Positive Vibes

It’s the Keys, mon. The sweat rolling off my back doesn’t turn into ice cubes before it hits the floor.

I had a mostly uneventful trip from North Puffin to South Puffin last week. I bought half a sailboat and didn’t buy a motor home.

Half a boat conjures a Wiley Coyote image of a bald guy hanging onto the mast, trying to keep the chewed off after end out of the drink. That would be a small error. Rufus bought the other half, so we’re probably safe as long as I can keep him away from the chainsaw. We spent a couple of days completing the purchase, getting the trailer tags, making sure everything would stay connected. He fed me well.

Speaking of chewed off after ends, my neighbor Joe went fishing yesterday and almost boated a pretty nice mackerel. Except he had reeled the fish in to withing spitting distance of the boat when a much larger mackerel saw dinner on the hook and chomped off the back half. No shaking, no rending, no tearing. Open wide. Bite down. Swim away. ‘Nother reason I pefer fishing for cow.

I tend to listen to podcasts and talk shows while driving so I discovered a surprisingly conservative broadcast about a news media watchdog’s 40th anniversary on C-Span, of all venues. Of course, C-Span is kind of the public access television for inside the Beltway, so perhaps it is not so surprising.

The trailer towed easily at all speeds and neither the tires nor the bearings got hot. The traffic cooperated. I even drove right through D.C. and, other than the G.P.S. scolding me about “better routes,” had no tie-ups. Even the rain wasn’t too bad to drive through. The motel yard cats liked the boat at each stop.

Gas gas price war prices climbed through the entre trip. I stopped for gas at a 7-11 in Port Charlotte, Florida. The road signs advertise a $2.589/gallon price for regular. The actual price at the pump was $2.739/gallon. The store clerk told me no manager was at the store but one would “probably” be available on Monday.

Later, I checked in to a Red Roof Inn in Naples. The Florida Roomsaver ad promised “It’s all new under the Roof” with gourmet coffee, a free USA Today, and WiFi Internet access through T-Mobile.

Not every motel in the Florida Roomsaver offers Internet access but all that do offer it just as they do a complimentary hot breakfast or the towels — included the cost of the room. After I checked in, the clerk told that the WiFi Internet access through T-Mobile would cost me $8/day. I could buy the T-Mobile card then, he said, and ask for a refund in the morning. I spent the evening without any ability to check mail, plan my route, or download porn. I never saw a paper, either.

I’ll write the usual nastygrams. I can pretend that 7-11 will sanction the franchisee and Red Roof will give me a free night somewhere.
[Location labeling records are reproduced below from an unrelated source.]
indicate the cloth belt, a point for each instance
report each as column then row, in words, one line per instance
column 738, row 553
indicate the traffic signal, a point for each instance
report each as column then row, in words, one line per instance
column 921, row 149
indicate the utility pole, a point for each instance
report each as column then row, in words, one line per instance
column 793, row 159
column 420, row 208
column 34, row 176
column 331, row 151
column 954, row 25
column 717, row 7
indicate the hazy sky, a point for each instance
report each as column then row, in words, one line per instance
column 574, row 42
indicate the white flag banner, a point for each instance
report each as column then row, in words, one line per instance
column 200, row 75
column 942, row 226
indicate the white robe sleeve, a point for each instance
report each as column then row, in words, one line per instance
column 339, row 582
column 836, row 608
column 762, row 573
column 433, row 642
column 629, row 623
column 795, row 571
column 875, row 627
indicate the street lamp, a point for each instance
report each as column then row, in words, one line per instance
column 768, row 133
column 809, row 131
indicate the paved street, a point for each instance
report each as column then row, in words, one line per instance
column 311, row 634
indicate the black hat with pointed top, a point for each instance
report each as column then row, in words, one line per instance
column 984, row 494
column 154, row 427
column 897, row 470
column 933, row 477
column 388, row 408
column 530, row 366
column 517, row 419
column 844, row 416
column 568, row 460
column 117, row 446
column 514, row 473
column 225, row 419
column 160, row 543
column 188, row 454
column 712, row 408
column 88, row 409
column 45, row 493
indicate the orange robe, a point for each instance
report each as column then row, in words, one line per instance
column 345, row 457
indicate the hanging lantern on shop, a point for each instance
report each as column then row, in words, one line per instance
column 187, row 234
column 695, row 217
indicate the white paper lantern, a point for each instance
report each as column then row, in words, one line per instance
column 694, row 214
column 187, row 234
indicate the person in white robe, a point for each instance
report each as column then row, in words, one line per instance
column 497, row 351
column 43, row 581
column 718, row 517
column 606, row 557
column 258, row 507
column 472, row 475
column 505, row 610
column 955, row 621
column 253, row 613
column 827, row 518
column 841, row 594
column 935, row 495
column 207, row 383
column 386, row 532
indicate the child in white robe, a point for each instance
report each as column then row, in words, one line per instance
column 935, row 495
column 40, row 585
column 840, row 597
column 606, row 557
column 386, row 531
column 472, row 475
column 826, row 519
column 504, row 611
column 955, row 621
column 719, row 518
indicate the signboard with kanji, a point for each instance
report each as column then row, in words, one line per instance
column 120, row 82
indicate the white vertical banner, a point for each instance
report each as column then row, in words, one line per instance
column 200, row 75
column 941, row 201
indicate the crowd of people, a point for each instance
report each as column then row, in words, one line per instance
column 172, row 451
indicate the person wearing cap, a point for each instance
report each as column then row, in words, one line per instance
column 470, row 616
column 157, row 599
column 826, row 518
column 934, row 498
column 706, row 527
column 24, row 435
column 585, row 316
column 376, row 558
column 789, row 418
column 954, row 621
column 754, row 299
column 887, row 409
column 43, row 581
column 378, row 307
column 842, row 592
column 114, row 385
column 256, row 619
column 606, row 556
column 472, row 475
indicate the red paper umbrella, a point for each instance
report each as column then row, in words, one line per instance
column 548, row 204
I can even file deceptive advertising complaints with the Florida Attorney General and, as an ExxonMobil shareholder, I will ask that company to pull Exxon and Mobil gasoline from all 7-11s nationwide. It certainly leaves me not liking what’s “all new” under the roof. Or at the 7-11.

I ‘spect the most I’ll get is this blog entry.

Running the Tamiami through the Everglades in daylight was the best part of the trip. I stopped at the Collier-Seminole State Park just to see what is there this week and discovered the 1924 Bay City walking dredge. It is on the National Register as the earliest remaining dredge of that type. Designed to work in the swamps that bog down traditional wheeled or tracked construction equipment, it dredged the canals for the roadbed fill that created the Tamiami Trail at a rate of 80 feet per 18 hour day. There are several heron rookeries along the way, so I stopped a couple of times. The herons in the Glades are less trusting of people so they flushed as soon as I walked along the shoulder. On the other hand, the observation deck of the Oasis Visitor Center at Big Cypress National Preserve gives a bird’s eye view of eight alligators, plus active fish, herons and cormorants, and other wildlife such as tourists.

The Styrofoam “Omaha” meat cooler still had northern ice — I did not refresh its ice during the trip. That may not make the record books but it sure worked for me. On the downside, I can’t pick my nose any more. A neighbor is sitting in his living room across the canal, looking in my living room at me looking in his living room at him.

Good thing I didn’t tarry any longer on the road, though. I ran out of clean underwear.

Ah, heck. Who needs underwear? It’s the Keys, mon.